"Former [Microsoft] employee says software giant dismissed his warnings about a critical flaw because it feared losing government business. Russian hackers later used the weakness to breach the National Nuclear Security Administration, among others."
This is a damning story about profit over principles: Microsoft failed to close a major security flaw that left the government (alongside other customers) vulnerable because it wanted to win their business. This directly paved the way for the SolarWinds hack.

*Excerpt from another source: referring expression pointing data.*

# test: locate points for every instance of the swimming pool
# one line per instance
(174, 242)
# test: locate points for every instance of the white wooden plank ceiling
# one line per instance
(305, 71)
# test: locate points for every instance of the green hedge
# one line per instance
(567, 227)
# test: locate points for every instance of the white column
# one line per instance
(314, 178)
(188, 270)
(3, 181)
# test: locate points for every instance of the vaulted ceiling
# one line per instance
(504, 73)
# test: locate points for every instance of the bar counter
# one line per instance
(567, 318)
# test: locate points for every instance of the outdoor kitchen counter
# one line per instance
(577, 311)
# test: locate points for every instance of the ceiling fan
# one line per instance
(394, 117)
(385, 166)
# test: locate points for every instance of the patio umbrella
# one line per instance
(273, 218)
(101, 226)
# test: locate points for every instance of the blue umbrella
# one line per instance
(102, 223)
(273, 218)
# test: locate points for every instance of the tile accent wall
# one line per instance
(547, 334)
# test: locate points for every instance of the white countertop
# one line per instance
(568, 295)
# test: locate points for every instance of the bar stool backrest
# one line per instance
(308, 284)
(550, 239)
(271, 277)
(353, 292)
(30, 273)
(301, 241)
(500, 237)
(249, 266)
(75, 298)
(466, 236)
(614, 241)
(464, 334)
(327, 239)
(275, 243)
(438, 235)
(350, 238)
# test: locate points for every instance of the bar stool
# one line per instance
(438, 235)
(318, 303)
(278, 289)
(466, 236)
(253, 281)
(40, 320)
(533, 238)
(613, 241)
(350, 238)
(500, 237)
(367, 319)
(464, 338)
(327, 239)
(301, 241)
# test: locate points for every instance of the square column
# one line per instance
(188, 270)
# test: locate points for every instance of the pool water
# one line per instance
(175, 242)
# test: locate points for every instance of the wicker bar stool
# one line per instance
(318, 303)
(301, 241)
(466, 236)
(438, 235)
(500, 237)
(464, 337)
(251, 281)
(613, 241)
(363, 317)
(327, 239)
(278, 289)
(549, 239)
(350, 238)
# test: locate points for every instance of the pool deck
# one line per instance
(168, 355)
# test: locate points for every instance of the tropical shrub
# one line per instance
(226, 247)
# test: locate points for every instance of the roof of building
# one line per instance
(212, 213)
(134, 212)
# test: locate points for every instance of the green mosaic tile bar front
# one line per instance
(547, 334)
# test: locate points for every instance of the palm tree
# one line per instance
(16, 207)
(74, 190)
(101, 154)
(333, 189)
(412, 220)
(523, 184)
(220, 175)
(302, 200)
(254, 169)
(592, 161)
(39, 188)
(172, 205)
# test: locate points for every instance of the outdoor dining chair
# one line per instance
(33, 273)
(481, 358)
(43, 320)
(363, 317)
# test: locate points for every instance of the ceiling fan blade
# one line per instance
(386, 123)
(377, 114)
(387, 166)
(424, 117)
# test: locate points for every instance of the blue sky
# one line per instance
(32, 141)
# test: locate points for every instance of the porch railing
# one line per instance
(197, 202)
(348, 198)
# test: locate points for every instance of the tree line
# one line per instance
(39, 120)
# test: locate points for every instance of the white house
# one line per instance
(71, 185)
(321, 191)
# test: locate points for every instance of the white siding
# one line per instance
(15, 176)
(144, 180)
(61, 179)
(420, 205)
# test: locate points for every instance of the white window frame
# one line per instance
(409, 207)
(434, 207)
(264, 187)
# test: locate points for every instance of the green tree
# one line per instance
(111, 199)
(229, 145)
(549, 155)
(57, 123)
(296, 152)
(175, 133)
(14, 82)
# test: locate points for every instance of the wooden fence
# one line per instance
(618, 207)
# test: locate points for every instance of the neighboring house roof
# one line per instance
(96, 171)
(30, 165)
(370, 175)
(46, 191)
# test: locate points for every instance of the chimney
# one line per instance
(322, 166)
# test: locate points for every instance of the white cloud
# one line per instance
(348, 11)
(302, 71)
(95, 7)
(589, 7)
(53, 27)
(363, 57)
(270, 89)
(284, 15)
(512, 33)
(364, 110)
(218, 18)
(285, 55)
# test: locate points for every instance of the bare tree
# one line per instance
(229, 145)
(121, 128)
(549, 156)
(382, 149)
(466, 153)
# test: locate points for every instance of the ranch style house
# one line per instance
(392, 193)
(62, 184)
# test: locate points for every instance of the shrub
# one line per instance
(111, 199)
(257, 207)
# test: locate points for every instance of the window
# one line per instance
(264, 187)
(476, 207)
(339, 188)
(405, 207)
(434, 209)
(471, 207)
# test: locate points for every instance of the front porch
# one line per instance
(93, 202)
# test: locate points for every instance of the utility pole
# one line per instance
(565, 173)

This doesn't seem to have been covert or subtext at Microsoft:
"Morowczynski told Harris that his approach could also undermine the company’s chances of getting one of the largest government computing contracts in U.S. history, which would be formally announced the next year. Internally, Nadella had made clear that Microsoft needed a piece of this multibillion-dollar deal with the Pentagon if it wanted to have a future in selling cloud services, Harris and other former employees said."
But publicly it said something very different:
"From the moment the hack surfaced, Microsoft insisted it was blameless. Microsoft President Brad Smith assured Congress in 2021 that “there was no vulnerability in any Microsoft product or service that was exploited” in SolarWinds."
It will be interesting to see what the fallout of this disclosure is, and whether Microsoft and other companies might be forced behave differently in the future. This story represents business as usual, and without external pressure, it's likely that nothing will change.